Enonciation

Mange-moi offre donc l'occasion de s'intéresser à l'organisation globale du texte théâtral (liste des personnages, découpage en " actes ", ici marqués par des titres, dialogue, didascalies, indications de temps et de lieu…) et, de manière plus précise, à la mise en œuvre du discours théâtral. Comment par exemple, lorsque le texte annonce une intervention collective ( " des enfants "), rendre compte de la distribution des " voix " à l'intérieur de l'acte premier, comment traduire, par la répartition de la parole et des rires entre plusieurs, la solitude du personnage principal au milieu du groupe hostile de ses condisciples. Ou bien encore l'inclusion d'une autre voix (celle de la mère, à travers la lettre lue). Ici, pas de commentaires d'un narrateur, l'énonciation est affaire d'intonations. D'intensité aussi : lorsqu'Alia se retrouve seule, quelle part du discours est interpellation d'un personnage caché pour l'instant, quelle part est monologue, a parte en direction du public ?

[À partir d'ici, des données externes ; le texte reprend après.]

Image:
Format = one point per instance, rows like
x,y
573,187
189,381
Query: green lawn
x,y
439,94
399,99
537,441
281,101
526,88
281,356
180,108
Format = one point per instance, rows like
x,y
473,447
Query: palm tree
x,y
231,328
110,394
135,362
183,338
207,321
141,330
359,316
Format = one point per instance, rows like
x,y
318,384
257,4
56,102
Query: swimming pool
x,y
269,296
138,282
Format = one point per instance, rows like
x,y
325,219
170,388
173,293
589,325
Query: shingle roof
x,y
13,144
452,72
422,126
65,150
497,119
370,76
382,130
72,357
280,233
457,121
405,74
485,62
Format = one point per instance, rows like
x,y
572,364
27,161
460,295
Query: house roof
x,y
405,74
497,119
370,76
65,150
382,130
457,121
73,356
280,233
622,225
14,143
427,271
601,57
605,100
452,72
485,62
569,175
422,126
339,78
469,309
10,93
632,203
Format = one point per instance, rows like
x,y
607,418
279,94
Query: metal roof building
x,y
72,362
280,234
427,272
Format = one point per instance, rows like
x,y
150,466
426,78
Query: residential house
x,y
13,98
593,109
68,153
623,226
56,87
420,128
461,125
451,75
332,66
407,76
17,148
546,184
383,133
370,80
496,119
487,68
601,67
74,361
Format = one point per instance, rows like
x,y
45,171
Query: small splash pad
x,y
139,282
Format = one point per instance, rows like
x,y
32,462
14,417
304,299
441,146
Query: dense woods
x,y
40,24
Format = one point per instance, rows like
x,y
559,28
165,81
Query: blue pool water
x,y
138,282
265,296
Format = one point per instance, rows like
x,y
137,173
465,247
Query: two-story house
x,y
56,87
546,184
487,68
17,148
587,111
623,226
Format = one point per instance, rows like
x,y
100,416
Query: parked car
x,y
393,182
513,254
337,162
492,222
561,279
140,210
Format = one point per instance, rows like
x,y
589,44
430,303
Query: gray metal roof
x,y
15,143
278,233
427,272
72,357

Un texte comme celui-ci oblige constamment à " négocier " les lectures qui en sont faites et les interprétations qu'on en donne. La lettre de la mère, qui déclenche les rires, est à ce titre exemplaire : il faut creuser sous les mots, sous le vernis des bons sentiments maternels, pour sonder l'absence et le vide affectif, et les compensations nécessaires. Le personnage principal, Alia, porte fort bien son nom, elle est " autre ", différente, rejetée comme telle, mais accueillante aussi aux rencontres extraordinaires, à commencer par cet ogre qui bouscule les représentations toutes faites.